All of the points seem to be very close to the line meaning that there are no huge deviations and or outliers within the data. 

(For some reason my blue line will not show up, even though I have typed in everything correctly.)

----------

### Task2

Sometimes, one variable is very good at predicting another variable. But most times, there are more than one factors that affect the prediction of another variable. While increased rainfall is a good predictor of increased crop supply, decreased herbivores can also result in an increase of crops. This idea is a loose metaphor for multiple linear regression. 

In R, multiple linear regression takes the form of `lm(y ~ x0 + x1 + x2 + ... )`, where y is the value that is being predicted, or the dependent value and the x variables are the predictors or the independent value.

Lets create a multiple linear regression predicting sales using radio and tv. 

```{r}
#Multiple Linear Regression Model
mlr1 <-lm(sales ~ radio + tv)

#Summary of Multiple Linear Regression Model
summary(mlr1)
```
For mlr1, the R-Squared values is 0.9577 and the Adj R-Squared is 0.9527. 
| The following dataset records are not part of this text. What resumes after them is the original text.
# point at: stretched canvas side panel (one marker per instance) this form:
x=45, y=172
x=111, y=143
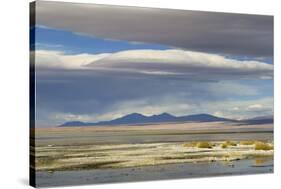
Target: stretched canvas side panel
x=32, y=180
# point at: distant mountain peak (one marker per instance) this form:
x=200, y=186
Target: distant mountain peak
x=137, y=118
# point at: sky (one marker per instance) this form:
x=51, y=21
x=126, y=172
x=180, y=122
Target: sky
x=98, y=62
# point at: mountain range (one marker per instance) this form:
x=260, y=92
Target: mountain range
x=136, y=118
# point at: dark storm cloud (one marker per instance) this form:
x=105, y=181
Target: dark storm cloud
x=235, y=34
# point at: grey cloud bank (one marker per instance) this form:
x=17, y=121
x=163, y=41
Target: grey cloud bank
x=233, y=34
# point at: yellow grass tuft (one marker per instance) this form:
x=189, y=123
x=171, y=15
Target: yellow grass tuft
x=203, y=145
x=230, y=143
x=247, y=142
x=263, y=146
x=190, y=144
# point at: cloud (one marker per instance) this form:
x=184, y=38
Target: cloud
x=59, y=60
x=233, y=34
x=177, y=64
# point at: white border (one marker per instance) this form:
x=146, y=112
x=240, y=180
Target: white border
x=14, y=93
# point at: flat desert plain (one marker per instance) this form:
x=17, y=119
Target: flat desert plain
x=98, y=154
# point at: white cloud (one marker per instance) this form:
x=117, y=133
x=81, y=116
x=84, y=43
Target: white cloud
x=173, y=63
x=57, y=59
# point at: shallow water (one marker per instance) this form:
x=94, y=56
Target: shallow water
x=160, y=172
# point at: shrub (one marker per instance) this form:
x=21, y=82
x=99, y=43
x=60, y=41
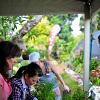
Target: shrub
x=44, y=91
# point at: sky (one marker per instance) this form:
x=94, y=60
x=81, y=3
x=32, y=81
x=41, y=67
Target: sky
x=75, y=26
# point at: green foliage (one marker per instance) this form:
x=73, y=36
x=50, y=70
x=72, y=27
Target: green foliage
x=44, y=91
x=93, y=64
x=77, y=95
x=8, y=24
x=95, y=80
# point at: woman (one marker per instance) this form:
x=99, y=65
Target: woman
x=25, y=77
x=49, y=73
x=8, y=54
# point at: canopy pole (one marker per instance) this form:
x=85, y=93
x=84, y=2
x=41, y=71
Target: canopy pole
x=87, y=47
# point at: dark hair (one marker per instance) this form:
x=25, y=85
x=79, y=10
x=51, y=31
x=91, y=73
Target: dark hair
x=7, y=50
x=31, y=69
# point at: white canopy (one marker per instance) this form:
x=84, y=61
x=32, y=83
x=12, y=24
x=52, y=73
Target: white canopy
x=41, y=7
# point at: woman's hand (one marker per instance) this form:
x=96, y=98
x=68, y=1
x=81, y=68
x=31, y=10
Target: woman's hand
x=66, y=88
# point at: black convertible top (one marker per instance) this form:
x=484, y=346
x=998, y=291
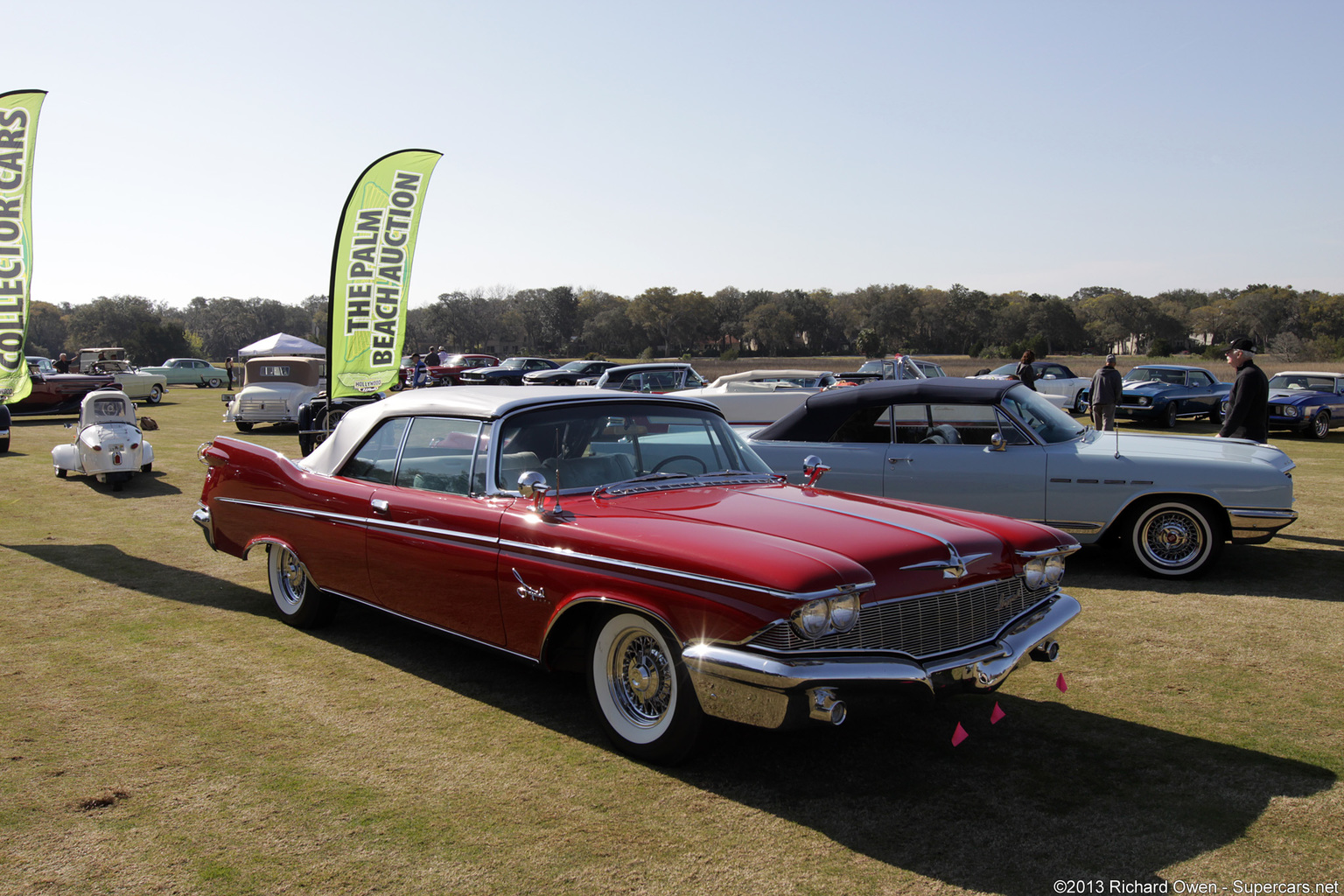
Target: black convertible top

Create a Multiple Linear Regression Model for each of the following, display the summary statistics, and write the values for R-Squared and Adj R-Squared: 
```{r}
#mlr2 = Sales predicted by radio, tv, and pos
mlr2 <-lm(sales ~ radio + tv + pos)
summary(mlr2)

#mlr3 = Sales predicted by radio, tv, pos, and paper
mlr3 <-lm(sales ~ radio + tv + pos + paper)
summary(mlr3)

```
mlr2
R-squared:  0.9585
Adjusted R-squared:  0.9508 

mlr3
Multiple R-squared:  0.9612
Adjusted R-squared:  0.9509

Based purely on the values for R-Squared and Adj R-Squared, which linear regression model is best in predicting sales. Explain why. 

mlr2 is the linear regression model that is best at predicting sales because it's r-sqyared and adjusted r-suared value barely needed to be adjusted to provide almost the sane number. 

After deciding which model predicts sales best, we will confirm the it truly is the best model by predicting sales given independent variables. 

Given that `Radio = 69` , `TV = 255` , `POS = 1.5`, and `Paper = 75`, calculate the predicted sales value for each of the three models above.

```{r}
smlr1 = -17150.46+(69*275.46)+(48.34*255)
smlr1

smlr2 = -17150.46+(69*275.46)+(48.34*255) + (1.5*-128.875)
smlr2

smlr3 = -17150.46+(69*275.46)+(48.34*255) + (1.5*-128.875) + (75*-9.159)
smlr3
```

----------

### Task 3

To complete the last task, follow the directions found below. Make sure to screenshot and attach any pictures of the results obtained or any questions asked. 

  1. Logon to your Watson Analytics account at watsonanalytics.com
  2. Upload the file marketing.csv unless already in your folder
  3. Use the Predictive module to analyze the data
  4. Note the predictive power strength of reported variables. Consider the one field predictive model only.
  5. How do Watson results reconcile with your findings based on the R regression analysis in task 2? Explain how.
  
![](data/wat1.png)
![](data/wat2.png)
![](data/wat3.png)

It is clear, just as we saw beor ethat the tv and radio inpyt have a strong correlation to sales results.